Now instead of circles, let's deal with squares, and see how the FFT vary in the frequency domain:
3 x 3 square (Left) and 5 x 5 square (right) |
I manually input the squares locations at the center of the image.
//Three by three Squares
N = 256
MAT2 = zeros(N,N);
MAT2([N/2 + 1,N/2 ,N/2 + 1],[N/2 - 11,N/2 - 10,N/2 - 9]) = [255,255,255;255,255,255;255,255,255];
MAT2([[N/2 + 1,N/2 ,N/2 + 1],[N/2 + 11,N/2 + 10,N/2 + 9]) = [255,255,255;255,255,255;255,255,255];
IM2 = mat2gray(abs(fft2(MAT2)));
imwrite(IM2, 'Squaredots.bmp');
imshow(IM2);
//Five by Five Squares
MAT3 = zeros(256,256);
MAT3([126,127,128,129,130],[116,117,118,119,120]) = 255*ones(5,5);
MAT3([126,127,128,129,130],[136,137,138,139,140]) = 255*ones(5,5);
IM3 = mat2gray(abs(fft2(MAT3)));
The code snippet above shows exactly how I manually input the squares. Note as one increases the size of the square, the greater the frequency of its FFT. On the next process, I will perform the FFT on ten randomly placed pixels on the image and convolve it with a square mask. The following shows the result:
Figure 6 |
As expected the results show the square mask displayed in the randomly generated area.
In the next part,
//Convolution
A = zeros(200,200);
d = zeros(200,200);
Randomat = grand(10,2,"uin",0,200); //Generates the random locations of the numbers
for i = 1:1:10
A(Randomat(i,1), Randomat(i,2) ) = 1;
end
five = rand(5,5);
d([98,99,100,101,102],[98,99,100,101,102])=five;
FTA = fft2(A);
Ftd = fft2(d);
FTAd = FTA.*Ftd;
IM4 = mat2gray(abs(fft2(FTAd)));
imwrite(IM4, 'RandConvol.bmp');
imshow(IM4);
Now we can do much more complicated filtering as in Figure 7. Here, we have a Lunar Orbiter Image with horizontal lines (left image):
Figure 7: Left image(Lunar Finding without Filter) Right image (Lunar Finding with Filter) |
Figure 7: Left image(FFT of the image without the filter) Right image (FFT of the image with the filter) |
The code snippet below shows how "elegantly," I generated the filter mask.

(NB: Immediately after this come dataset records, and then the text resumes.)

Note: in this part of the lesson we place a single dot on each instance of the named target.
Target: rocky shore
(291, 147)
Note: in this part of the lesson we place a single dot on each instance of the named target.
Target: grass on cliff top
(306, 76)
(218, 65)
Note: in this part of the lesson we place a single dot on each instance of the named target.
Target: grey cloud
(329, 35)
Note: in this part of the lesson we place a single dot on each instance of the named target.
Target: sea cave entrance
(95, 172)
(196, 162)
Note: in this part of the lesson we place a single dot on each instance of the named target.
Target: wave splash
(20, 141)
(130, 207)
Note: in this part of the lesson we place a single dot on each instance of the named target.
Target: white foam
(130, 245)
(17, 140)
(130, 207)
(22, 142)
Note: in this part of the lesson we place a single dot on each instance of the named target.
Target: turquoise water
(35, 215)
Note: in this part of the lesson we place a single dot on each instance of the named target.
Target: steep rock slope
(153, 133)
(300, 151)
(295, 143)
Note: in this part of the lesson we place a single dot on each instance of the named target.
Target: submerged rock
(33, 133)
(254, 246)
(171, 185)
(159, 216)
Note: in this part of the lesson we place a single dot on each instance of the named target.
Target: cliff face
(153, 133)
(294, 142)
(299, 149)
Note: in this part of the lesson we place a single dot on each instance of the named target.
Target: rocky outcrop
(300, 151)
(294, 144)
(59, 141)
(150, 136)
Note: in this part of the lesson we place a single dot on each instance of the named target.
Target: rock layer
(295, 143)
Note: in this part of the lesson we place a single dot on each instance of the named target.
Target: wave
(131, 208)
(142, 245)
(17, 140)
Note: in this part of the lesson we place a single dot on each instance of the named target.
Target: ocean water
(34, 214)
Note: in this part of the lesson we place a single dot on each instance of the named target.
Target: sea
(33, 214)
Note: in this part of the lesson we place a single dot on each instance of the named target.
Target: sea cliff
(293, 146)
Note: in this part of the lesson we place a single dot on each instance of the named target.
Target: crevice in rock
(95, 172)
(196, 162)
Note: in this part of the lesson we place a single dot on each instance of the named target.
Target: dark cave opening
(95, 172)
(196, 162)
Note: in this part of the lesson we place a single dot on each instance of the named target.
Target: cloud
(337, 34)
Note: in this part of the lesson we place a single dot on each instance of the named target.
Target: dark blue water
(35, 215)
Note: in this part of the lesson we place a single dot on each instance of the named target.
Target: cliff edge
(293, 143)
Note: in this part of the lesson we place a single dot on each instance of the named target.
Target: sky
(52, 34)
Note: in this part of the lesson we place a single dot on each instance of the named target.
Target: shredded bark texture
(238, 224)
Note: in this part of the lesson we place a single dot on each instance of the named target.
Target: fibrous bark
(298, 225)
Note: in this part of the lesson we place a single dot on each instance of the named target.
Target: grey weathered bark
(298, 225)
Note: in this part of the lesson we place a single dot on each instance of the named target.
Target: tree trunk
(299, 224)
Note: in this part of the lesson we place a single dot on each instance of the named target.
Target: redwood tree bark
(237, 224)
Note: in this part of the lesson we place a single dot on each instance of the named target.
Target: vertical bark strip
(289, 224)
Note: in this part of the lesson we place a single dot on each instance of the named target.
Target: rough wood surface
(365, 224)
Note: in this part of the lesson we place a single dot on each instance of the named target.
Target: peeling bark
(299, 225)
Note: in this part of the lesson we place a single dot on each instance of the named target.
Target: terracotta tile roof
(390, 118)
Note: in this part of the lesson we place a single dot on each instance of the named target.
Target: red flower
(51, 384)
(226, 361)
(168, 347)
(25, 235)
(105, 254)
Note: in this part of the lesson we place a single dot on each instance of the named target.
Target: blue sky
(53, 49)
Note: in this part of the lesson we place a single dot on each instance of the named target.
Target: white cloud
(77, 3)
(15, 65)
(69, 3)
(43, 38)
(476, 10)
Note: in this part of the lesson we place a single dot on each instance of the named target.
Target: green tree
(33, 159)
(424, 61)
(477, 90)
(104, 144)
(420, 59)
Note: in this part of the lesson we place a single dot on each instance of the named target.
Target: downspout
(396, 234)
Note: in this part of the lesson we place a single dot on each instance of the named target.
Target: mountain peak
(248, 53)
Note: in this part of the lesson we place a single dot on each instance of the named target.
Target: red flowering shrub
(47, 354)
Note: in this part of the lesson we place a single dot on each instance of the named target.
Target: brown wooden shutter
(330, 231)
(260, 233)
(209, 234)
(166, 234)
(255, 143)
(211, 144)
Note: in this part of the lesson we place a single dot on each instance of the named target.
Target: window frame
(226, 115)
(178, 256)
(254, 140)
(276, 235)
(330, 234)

Line 6 defines how much of the FFT image I remove with values ranging from 0 to 0.5. If I put 0.5, it removes everything, if I put 0, nothing happens. The best image is 0.49. The reason is that I apply the filter mask before the log, so the threshold is very small, as 0.48 and 0.49 are very distinct. The strength of this filter mask is that it can be applied on any image.
[1] //Lunar Landing Scanned Pictures: Line Removal
[2] Lunar = double(imread('C:\Users\Phil\Desktop\Academic Folder\Academic Folder 13-14 First Sem\AP 186\Activity 8\lun.jpg'));
[3] R = size(Lunar,1);
[4] C = size(Lunar,2);
[5] fftLunar = fftshift(fft2(Lunar));
[6] remov = 0.49;
[7] fftLunar(R/2 +1, 1:remov*C) = zeros(1,remov*C);
[8] fftLunar(R/2 +1,(1-remov)*C:C)= zeros(1,remov*C +1);
[9] fftLunar(1:remov*R,C/2 +1) = rand(remov*R,1);
[10] fftLunar((1-remov)*R:R,1+ C/2) = rand(remov*R+1,1);
[11] Im6 = mat2gray(abs(fft2(fftLunar)));
[12] imshow(Im6);
Note: Due to SPP and exams, I was unable to update the blog. The blog will continually be updated. Thank you!